Written by a former American Studies lecturer, Better To Reign In Hell exposes how President Reagan, the New Right, the FBI and the media have encouraged widespread fear of serial killers. By suggesting that these men - most political groupings ignore or even deny the existence of the female serial killer - were born evil, they can ignore social causes and find backing for their fundamentalist religious aims. Milligen notes that 'Crime rhetoric in the twentieth century has always been dominated by conservative spokesmen and has always reverted to superstitious language about 'evil' men and their deeds reflecting nostalgia for a pre-scientific era when Satan was used as an explanation for transgression and deviance...'
The FBI have also transgressed. By portraying themselves as serial killer experts, they've benefited from generous funding, with a story-hungry media collaborating with the Bureau to talk up their success rate and glamorise their activities. 'The identification of the supercriminal as a threat to society requires police officers of superior talents to combat them, a conflict that has defined the image of the FBI G- man since the 1930's, and adequate resources to wage a War on Crime. For almost the entire of their history, the FBI have fulfilled their role pursuing symbolic criminals to maintain the status quo.' Interviewed by the author, police departments said that the FBI often step in to claim the glory at the eleventh hour and stated that FBI profilers tried to find details of their strongest suspect then fed these details back to them as a profile.
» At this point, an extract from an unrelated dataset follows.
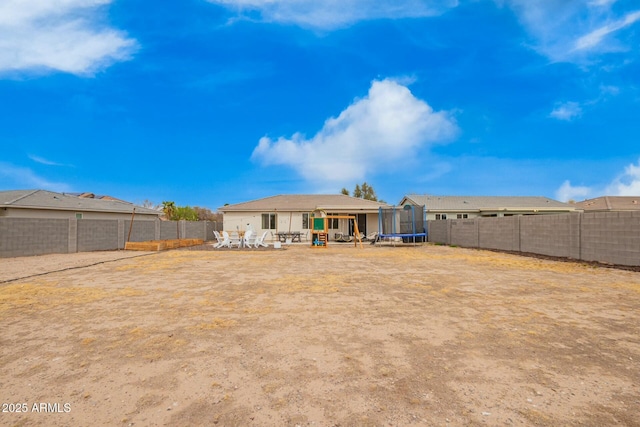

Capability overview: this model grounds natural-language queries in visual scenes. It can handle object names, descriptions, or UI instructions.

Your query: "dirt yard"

[0,245,640,427]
Milligen is on shakier ground when, discussing true crime books, he generalises that 'Showing sympathy for the criminals is unthinkable for authors in this genre and stories are invariably recounted from a law enforcement point of view.' In truth, some American authors have produced sympathetic portraits of abused teenage killers and in Britain we've seen compassionate portrayals of, amongst others, Mary Bell and Thomson & Venables. My own books show sympathy for the killers' unhappy childhoods whilst decrying their adult crimes. Brian Masters also produced a fair and frank portrayal of Dennis Nilsen - and, indeed, Milligen notes that Masters' book about Jeffrey Dahmer was rejected by its American publisher because he showed 'pity, dismay and anguish' rather than 'loud, overt disapproval.'
Better To Reign In Hell is an intelligent, sociological look at American politics that forces the reader to reappraise landmark organisations. Its extensive footnotes and index also make it a useful reference point.